Market watch: Oil prices rebound as Iraq halts exports

Oil futures prices rebounded Monday, as Iraq again halted its oil exports to protest UN adjustments of its oil-for-food program. However, other members of the Organization of Petroleum Exporting Countries, meeting in Vienna, said they would make up any temporary oil supply curtailments.


By the OGJ Online Staff

HOUSTON, June 5 -- Oil futures prices rebounded Monday, as Iraq again halted its oil exports to protest the UN decision to extend its oil-for-food program for only 1 month instead of the regular 6.

That stimulated international markets to recoup some of Friday's decline in oil prices that resulted from a selloff by profit-takers.

However, Obaid Bin Saif Al-Nasseri, oil minister of the United Arab Emirates, said other members of the Organization of Petroleum Exporting Countries are ready to make up any supply shortages as a result of Iraq's embargo. OPEC members were meeting Tuesday in Vienna to consider oil production quotas, but no major changes in current production levels are anticipated.

UN officials said their proposed 1-month extension would give that organization time to study the so-called "smart sanctions" proposed by the US and UK that would modify the 1990 embargo of most of Iraq's oil exports. However, Iraqi officials said they need the full 6 months to ready oil contracts with buyers.

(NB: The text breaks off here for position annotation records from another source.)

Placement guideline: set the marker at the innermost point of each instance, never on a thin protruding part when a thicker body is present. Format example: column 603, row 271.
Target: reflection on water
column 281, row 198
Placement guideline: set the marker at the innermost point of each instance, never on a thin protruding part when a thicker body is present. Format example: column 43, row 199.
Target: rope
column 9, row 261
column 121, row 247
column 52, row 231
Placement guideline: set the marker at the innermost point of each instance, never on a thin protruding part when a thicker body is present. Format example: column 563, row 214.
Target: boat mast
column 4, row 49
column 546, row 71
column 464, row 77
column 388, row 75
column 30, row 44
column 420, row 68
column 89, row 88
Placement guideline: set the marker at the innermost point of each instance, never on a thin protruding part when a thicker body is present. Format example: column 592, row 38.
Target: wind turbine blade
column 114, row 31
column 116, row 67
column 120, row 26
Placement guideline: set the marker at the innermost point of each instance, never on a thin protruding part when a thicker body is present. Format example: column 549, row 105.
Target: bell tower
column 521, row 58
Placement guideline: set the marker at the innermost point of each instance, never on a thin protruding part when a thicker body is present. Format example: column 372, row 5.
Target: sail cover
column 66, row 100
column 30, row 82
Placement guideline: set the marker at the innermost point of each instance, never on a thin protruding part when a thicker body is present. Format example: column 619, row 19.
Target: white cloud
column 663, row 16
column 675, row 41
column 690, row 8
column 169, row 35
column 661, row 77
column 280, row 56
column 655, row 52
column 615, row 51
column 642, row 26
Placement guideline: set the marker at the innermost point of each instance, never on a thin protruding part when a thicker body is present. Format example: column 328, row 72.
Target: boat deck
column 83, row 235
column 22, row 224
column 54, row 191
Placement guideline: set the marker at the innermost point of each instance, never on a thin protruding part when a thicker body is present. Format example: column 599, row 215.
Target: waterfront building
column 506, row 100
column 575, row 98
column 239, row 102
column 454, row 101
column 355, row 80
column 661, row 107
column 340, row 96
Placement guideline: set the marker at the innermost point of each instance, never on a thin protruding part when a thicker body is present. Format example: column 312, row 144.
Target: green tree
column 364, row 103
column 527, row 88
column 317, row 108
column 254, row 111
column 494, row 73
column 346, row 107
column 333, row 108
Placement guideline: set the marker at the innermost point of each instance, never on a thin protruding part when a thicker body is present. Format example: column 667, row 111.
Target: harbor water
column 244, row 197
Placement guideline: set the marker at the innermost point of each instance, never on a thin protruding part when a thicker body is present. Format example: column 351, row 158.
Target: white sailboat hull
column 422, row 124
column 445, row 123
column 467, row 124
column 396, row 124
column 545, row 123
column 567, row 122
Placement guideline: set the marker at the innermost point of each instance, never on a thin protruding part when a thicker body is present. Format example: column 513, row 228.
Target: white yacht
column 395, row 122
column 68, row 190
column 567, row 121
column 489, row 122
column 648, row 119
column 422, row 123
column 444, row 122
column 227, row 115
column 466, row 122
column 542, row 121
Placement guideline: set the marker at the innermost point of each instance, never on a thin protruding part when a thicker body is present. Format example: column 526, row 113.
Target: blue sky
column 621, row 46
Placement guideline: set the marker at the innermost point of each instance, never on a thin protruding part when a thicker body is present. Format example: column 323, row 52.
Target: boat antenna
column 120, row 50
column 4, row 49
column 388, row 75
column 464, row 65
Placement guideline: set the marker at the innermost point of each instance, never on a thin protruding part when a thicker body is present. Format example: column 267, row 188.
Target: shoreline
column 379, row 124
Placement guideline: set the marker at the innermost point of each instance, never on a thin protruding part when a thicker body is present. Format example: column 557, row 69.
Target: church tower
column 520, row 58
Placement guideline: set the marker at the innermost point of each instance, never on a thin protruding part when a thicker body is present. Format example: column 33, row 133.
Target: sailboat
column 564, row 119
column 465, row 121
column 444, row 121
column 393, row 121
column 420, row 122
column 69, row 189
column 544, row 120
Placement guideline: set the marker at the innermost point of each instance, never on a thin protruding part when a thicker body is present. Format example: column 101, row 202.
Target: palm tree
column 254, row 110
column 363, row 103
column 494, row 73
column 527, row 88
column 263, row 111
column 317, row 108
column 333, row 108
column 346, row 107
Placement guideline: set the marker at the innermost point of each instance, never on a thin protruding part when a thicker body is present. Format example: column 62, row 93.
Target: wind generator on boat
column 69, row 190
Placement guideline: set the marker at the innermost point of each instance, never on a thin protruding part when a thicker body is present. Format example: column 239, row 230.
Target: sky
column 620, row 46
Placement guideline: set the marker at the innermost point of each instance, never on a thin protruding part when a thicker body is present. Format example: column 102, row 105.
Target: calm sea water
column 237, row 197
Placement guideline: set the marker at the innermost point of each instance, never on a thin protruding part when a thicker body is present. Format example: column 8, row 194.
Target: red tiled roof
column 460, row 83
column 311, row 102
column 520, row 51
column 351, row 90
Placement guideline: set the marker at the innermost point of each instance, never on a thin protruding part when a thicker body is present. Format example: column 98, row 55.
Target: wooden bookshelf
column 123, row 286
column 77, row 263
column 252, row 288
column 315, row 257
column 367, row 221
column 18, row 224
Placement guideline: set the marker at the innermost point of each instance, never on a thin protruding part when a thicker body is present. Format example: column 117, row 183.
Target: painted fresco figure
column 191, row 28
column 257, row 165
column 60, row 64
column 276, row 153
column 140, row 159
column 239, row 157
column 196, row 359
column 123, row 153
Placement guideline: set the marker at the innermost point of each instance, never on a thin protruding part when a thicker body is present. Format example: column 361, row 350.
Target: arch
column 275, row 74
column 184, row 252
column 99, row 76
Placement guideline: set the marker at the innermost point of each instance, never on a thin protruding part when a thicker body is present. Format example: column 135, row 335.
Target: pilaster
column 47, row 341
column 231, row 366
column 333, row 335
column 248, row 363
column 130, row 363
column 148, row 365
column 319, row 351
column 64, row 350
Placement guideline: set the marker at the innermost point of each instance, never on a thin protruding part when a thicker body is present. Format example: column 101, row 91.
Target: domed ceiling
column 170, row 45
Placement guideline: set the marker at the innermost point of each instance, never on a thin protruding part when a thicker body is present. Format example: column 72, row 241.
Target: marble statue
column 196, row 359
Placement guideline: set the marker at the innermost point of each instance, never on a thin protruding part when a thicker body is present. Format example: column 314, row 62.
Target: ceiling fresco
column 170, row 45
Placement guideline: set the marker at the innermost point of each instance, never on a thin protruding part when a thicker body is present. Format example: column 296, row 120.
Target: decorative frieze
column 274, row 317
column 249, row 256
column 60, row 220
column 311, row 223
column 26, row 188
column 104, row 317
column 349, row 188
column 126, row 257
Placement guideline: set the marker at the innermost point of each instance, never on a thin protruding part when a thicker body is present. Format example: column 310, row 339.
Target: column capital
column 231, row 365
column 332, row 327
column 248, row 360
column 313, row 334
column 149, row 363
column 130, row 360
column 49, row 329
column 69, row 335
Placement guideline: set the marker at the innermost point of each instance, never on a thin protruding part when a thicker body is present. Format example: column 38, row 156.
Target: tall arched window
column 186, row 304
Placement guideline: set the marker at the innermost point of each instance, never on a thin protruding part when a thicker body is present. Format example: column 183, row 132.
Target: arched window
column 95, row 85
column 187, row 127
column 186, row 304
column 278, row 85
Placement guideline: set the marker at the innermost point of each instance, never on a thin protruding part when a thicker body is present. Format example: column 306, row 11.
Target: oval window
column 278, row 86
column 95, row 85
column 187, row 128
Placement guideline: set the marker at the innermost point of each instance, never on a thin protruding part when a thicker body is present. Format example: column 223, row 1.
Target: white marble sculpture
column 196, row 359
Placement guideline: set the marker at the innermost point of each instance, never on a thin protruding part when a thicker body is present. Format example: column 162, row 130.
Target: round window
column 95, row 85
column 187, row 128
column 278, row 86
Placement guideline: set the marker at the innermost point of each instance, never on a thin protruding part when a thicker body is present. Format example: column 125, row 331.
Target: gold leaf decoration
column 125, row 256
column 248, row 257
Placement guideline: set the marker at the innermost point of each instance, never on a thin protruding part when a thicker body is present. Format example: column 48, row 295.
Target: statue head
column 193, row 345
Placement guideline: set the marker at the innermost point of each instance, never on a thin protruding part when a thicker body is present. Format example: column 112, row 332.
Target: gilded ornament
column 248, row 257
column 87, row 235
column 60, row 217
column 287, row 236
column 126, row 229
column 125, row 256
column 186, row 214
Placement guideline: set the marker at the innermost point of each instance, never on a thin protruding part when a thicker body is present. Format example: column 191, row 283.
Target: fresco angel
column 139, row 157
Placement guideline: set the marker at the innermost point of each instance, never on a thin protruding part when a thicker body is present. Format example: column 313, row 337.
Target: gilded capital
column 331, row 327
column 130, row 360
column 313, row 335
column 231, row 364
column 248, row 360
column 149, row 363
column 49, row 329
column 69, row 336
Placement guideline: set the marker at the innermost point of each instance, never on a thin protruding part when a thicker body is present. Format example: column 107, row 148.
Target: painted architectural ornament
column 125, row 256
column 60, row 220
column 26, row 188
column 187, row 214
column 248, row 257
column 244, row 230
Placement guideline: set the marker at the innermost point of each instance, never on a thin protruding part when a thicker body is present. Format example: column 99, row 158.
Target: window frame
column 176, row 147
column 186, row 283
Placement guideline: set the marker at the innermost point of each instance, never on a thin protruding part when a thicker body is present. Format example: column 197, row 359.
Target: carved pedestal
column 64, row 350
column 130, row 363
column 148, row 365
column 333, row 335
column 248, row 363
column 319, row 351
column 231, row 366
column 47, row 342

Amer Mohammed Rasheed, Iraq's oil minister, said the country would resume the bulk of its oil exports only with the regular 6-month renewal. However, he said oil deliveries by tanker-trucks to Jordan and Turkey would continue, since those exports are not part of the UN program.

Iraq currently produces 3 million b/d of oil, of which some 2.1 million b/d is exported.

On the New York Mercantile Exchange, the July contract for benchmark US light, sweet crudes regained 20¢ to $28.13/bbl Monday, after a 44¢ loss Friday. The August contract was up 24¢ to $28.41/bbl, recouping most of Friday's 35¢ loss.

Friday's selloff apparently brought technical traders into the markets Monday who helped bid up oil prices, analysts said.

Home heating oil for July delivery was unchanged at 75.92¢/gal, while unleaded gasoline for the same month fell 2.53¢ to 90.77¢/gal Monday on the NYMEX. However, the July contract for natural gas gained 13.9¢ to $4.07/Mcf.

Salomon Smith Barney Inc. said Monday it is lowering its composite spot natural gas price forecast to $4.65/MMBtu for 2001, from its previous forecast of $5/MMBtu. Its average gas price forecast for 2002 is unchanged at $3.75/MMBtu.

The investment banking firm also raised its 2001 forecast for benchmark US sweet, light crudes to $26/bbl, from $24/bbl previously.

Continued strong US demand for gasoline has boosted oil prices, while a combination of increased storage, lost markets, and added production is pushing down natural gas prices, said Robert Morris, energy analyst for Salomon Smith Barney, in his weekly exploration and production report.

Fuel switching has resulted in some 3.5 bcfd of "lost demand" for natural gas as prices escalated this past winter, with conservation reducing that demand another 1.5 bcfd, Morris said.

He also expects US natural gas production to increase in the third quarter by 2 bcfd over year-ago production levels.

However, industry analysts at Simmons & Co. International, Houston, recently reported that the strong increase in North American drilling for natural gas has resulted in little additional production with the "industry still struggling to hold its head above water against the strong undertow of depletion."

"While there is no question that US drilling levels have reached extraordinary heights, our analysis of the last 12 months of rig distribution and associated well depths shows an industry that is simply drilling more of the same low quality wells," said Simmons & Co. analysts in a May 30 report.

In London, the July contract for North Sea Brent crude settled at $29.26/bbl, up 19¢ for the day after trading in a range of $29.03-$29.71/bbl Monday on the International Petroleum Exchange. The July natural gas contract lost 2.9¢ to the equivalent of $3.04/Mcf on the IPE.

The average price for OPEC's basket of seven crudes increased by 24¢ to $27.05/bbl Monday.